Even our measuring stick reinforces this bias. Statistics New Zealand’s Consumer Price Index excludes land and house prices (because they are considered asset investments) - but they are the very assets most credit flows into. We target consumer inflation while overlooking asset inflation. Meanwhile, cheaper Prada bags, electronics, and holidays further obscure the rising costs of essentials, keeping the RBNZ from reining in the real cost of living.
In older language, those are false weights and measures. I call it the “Treasury trap” - if you measure the wrong thing, you make the wrong decisions; and you get bad outcomes.
Just rule requires honest measures.
The consequences are visible everywhere: boil-water notices, crowded wards, ageing infrastructure, young families locked out of ownership, and tens of thousands leaving for Australia each year.
But we did not forget how to work. Ruthanasia changed where the money goes.
Recent history shows the constraint was never purely financial. During Covid, tens of billions of dollars were mobilised within weeks. When government chose to act, the money was there. The limit is political design, not national capacity.
And that design was advanced by identifiable institutions and interests. Privatisation benefited merchant banks and asset buyers. Business lobby groups argued for shrinking the state’s building role further still.

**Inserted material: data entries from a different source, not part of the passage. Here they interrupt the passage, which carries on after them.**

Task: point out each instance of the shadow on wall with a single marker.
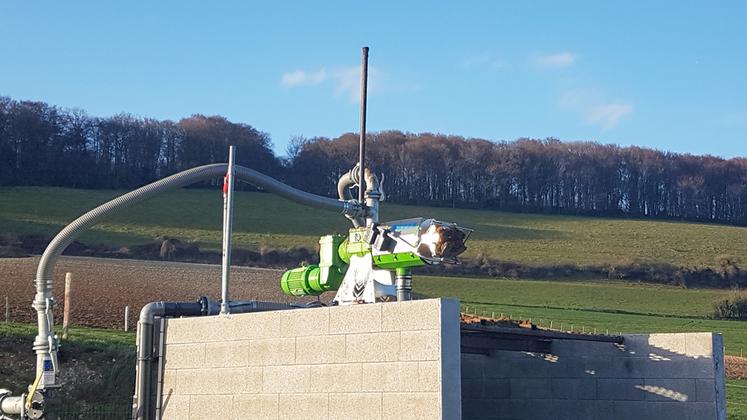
(658, 376)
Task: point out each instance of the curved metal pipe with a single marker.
(45, 342)
(346, 181)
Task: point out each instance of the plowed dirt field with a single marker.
(101, 288)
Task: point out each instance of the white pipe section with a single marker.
(227, 231)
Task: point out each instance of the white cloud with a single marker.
(735, 118)
(554, 61)
(596, 108)
(301, 78)
(485, 60)
(609, 114)
(345, 81)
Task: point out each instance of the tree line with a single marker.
(42, 144)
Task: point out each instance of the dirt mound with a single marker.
(467, 319)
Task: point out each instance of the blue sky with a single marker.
(669, 75)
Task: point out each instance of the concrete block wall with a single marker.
(657, 376)
(377, 361)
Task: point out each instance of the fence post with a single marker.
(66, 312)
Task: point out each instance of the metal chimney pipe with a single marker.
(362, 147)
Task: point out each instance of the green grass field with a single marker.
(603, 305)
(736, 399)
(611, 307)
(268, 220)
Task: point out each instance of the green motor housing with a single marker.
(314, 280)
(301, 281)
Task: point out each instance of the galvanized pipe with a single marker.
(362, 145)
(11, 406)
(227, 230)
(403, 284)
(347, 180)
(142, 406)
(43, 301)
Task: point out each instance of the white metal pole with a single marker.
(66, 310)
(227, 230)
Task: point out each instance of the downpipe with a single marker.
(142, 404)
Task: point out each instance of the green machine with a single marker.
(375, 263)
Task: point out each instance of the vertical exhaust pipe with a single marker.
(362, 145)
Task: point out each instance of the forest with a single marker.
(41, 144)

The result is simple: public capacity shrinks, private lending expands, and families carry debts the state once carried.
Infrastructure falls behind. Privatisation follows.
This is not a left versus right argument. It is about stewardship.
Every successful country treats credit as a nation building tool. We treat it as something to fear while handing its creation to banks for property speculation.
These settings are not laws of nature. They are legislation. Parliament can rewrite them.
Our problem was never that we built too much. It is that we stopped building for ourselves, sold assets cheaply, and now rent them back at higher cost.
The Treasury trap was a choice made 35 years ago. Discarding it is also a choice. Or it would be, if any politician were prepared to offer it.